A suspicious cast of mind might sniff a hint of dejection in the friend's note. She openly confesses she's "a lil sad." But she quickly perks up on recollecting that her errant boyfriend will be the bigger victim — "hes about to FUCK UP!" — and the thought of his misery stimulates rich mirth: "lol" (i.e., "laughing out loud," while sitting in solitude at the computer).

Getting back to our feature attraction, her page's "About me" section trumpets these thoughts on herself:

About me??? Hell yeah!It's all bout me!!! Just playin. There is only one me in this world,nothin like me or even remotely close. I've always been different in every way and that's why people love me and never ever forget me. I like to have fun. I'm a free spirit and have no fear so i will try or do almost anything (don't get it twisted though,I said almost anything)I love to sky dive(in my dreams)No really though,I'd love to try it.I love playin pool cause I'm pretty damn good at it! I like to travel and do so quite often,to the states mostly.I love takin bubble baths with candles and music the whole 9 yards.I LOVE to cook and bake,always have since I was a little girl. I love fashion design,I love sewing.I love music,R&B,Hip Hop,OLD SKOOL, and my first love Dancehall Reggae. I like to party, drink and dance,smoke herb for medicinal purposes(yeah right)and love people in general,and I'm extremely loyal to my family and friends.My friends call me spill,lol!I'm a clutz!! I have a Ball Python snake named Pricilla 3ft long,and I used to have 2 turantulas,you see I just like to be different.I'm one of those people that never change,you see me 10 years from now and you'll say WOW that girl never changes,she still a crazy nut!!! I'm just real silly and like to have fun (or make fun) I come from a family of real silly people.I laugh alot and smile and love to make others laugh and smile. I like to play practical jokes on people,i shoulda been on the show 'girls behaving badly'(that was originally my idea) Anyway,I'm a talker not a writer.Anything else you wanna know,just hit me up.

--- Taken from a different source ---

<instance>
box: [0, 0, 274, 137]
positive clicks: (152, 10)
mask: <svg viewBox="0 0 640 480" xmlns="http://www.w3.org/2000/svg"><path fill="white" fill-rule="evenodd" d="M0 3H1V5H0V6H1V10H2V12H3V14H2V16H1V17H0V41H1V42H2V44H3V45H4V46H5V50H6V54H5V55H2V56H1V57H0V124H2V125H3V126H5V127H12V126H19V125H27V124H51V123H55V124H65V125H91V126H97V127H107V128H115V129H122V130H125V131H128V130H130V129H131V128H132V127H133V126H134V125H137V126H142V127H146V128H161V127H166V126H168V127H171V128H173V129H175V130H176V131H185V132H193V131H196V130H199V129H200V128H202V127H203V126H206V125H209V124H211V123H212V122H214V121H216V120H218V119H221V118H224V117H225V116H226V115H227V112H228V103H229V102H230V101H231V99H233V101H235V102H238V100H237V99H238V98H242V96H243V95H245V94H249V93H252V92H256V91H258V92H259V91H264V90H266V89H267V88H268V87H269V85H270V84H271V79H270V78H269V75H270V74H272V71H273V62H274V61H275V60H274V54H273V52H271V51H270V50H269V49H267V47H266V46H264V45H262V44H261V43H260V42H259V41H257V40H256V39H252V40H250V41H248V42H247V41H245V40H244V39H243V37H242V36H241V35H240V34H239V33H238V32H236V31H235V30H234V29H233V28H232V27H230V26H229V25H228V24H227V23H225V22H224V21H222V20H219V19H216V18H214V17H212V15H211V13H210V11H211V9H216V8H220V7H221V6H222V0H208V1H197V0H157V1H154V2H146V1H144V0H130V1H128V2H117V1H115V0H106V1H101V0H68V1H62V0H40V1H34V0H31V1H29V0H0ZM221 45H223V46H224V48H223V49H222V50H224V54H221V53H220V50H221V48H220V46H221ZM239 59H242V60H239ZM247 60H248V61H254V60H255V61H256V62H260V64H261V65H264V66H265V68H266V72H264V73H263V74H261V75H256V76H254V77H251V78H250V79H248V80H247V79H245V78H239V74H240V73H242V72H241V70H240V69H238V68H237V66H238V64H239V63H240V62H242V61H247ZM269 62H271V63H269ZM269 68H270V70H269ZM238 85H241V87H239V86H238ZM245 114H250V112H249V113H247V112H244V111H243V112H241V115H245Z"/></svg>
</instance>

"Only one me in this world,nothin like me or even remotely close"? What's most remarkable about MySpace's self-descriptions is how little individuality is discernible. The poses seem part desperate conformity, part striving imitation of some media celebrity's public persona.

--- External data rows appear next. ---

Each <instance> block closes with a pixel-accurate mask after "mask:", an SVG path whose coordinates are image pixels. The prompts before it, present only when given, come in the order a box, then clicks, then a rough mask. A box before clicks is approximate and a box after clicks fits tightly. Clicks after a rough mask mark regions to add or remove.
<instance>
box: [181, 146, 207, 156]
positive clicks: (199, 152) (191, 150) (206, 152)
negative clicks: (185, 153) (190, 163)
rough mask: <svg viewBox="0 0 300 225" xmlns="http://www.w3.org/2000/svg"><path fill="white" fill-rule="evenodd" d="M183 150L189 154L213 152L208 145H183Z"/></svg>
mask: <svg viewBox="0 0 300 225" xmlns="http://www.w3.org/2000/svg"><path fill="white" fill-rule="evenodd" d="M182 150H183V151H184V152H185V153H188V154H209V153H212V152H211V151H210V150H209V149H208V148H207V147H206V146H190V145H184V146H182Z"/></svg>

And what's with the pets? She LOVES cooking, fashion design, sewing, music, partying, people in general ... but her pets of choice are python snakes and tarantula spiders?!

But this kind of thing too seems to be entirely ordinary these days. The teen daughter of a friend of mine shows a fondness for knives. (I've expressed curiosity, but she can't explain why.) Plus of course it's fashionable to staple metal into your face.

Tarantula Lady is 29 years old. Does she vote? Imagine having her on the jury if you're charged with a crime.

You have to fix people. Change lifestyles. Adjust thinking. And stop the bombardment by baleful influences.

The question that will be asked of diabetes applies to our entire culture: "What were they thinking? They're in the middle of an epidemic and kids are watching 20,000 hours of commercials for junk food."

 

New York Times quotations above regarding diabetes are edited excerpts from two articles in the Times's series on diabetes: "Diabetes and Its Awful Toll Quietly Emerge as a Crisis," January 9, 2006; and "In the Treatment of Diabetes, Success Often Does Not Pay," January 11, 2006.